Experiments - Concepts and Terminology

This topic walks you through some basic concepts and terminology related to experiments.

The term experiment refers to a non interactive batch execution script that is versioned across input parameters, project files, and output. Batch experiments are associated with a specific project (much like sessions or jobs) and have no notion of scheduling; they run at creation time. To support versioning of the project files and retain run-level artifacts and metadata, each experiment is executed in an isolated container.

Lifecycle of an Experiment

The rest of this section describes the different stages in the lifecycle of an experiment - from launch to completion.
  1. Launch Experiment

    In this step you will select a script from your project that will be run as part of the experiment, and the resources (memory/GPU) needed to run the experiment. The engine kernel will be selected by default based on your script. For detailed instructions on how to launch an experiment, see Getting Started with Cloudera Machine Learning.

  2. Build
    When you launch the experiment, Cloudera Machine Learning first builds a new versioned engine image where the experiment will be executed in isolation. This new engine includes:
    • the base engine image used by the project (check Project > Settings)
    • a snapshot of the project filesystem
    • environmental variables inherited from the project.
    • packages explicitly specified in the project's build script (cdsw-build.sh)

      It is your responsibility to provide the complete list of dependencies required for the experiment via the cdsw-build.sh file.

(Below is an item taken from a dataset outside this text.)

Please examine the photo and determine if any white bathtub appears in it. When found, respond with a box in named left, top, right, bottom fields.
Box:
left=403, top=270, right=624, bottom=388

As part of the engine's build process, Cloudera Machine Learning will run the cdsw-build.sh script and install the packages or libraries requested there on the new image.

    For details about the build process and examples on how to specify dependencies, see Engines for Experiments and Models.

  3. Schedule

    Once the engine is built the experiment is scheduled for execution like any other job or session. Once the requested CPU/GPU and memory have been allocated to the experiment, it will move on to the execution stage.

    Note that if your deployment is running low on memory and CPU, your runs may spend some time in this stage.

  4. Execute

    This is the stage where the script you have selected will be run in the newly built engine environment. This is the same output you would see if you had executed the script in a session in the Workbench console.

    You can watch the execution in progress in the individual run's Session tab.

    You can also go to the project Overview > Experiments page to see a table of all the experiments launched within that project and their current status.

    Run ID: A numeric ID that tracks all experiments launched on a Cloudera Machine Learning deployment. It is not limited to the scope of a single user or project.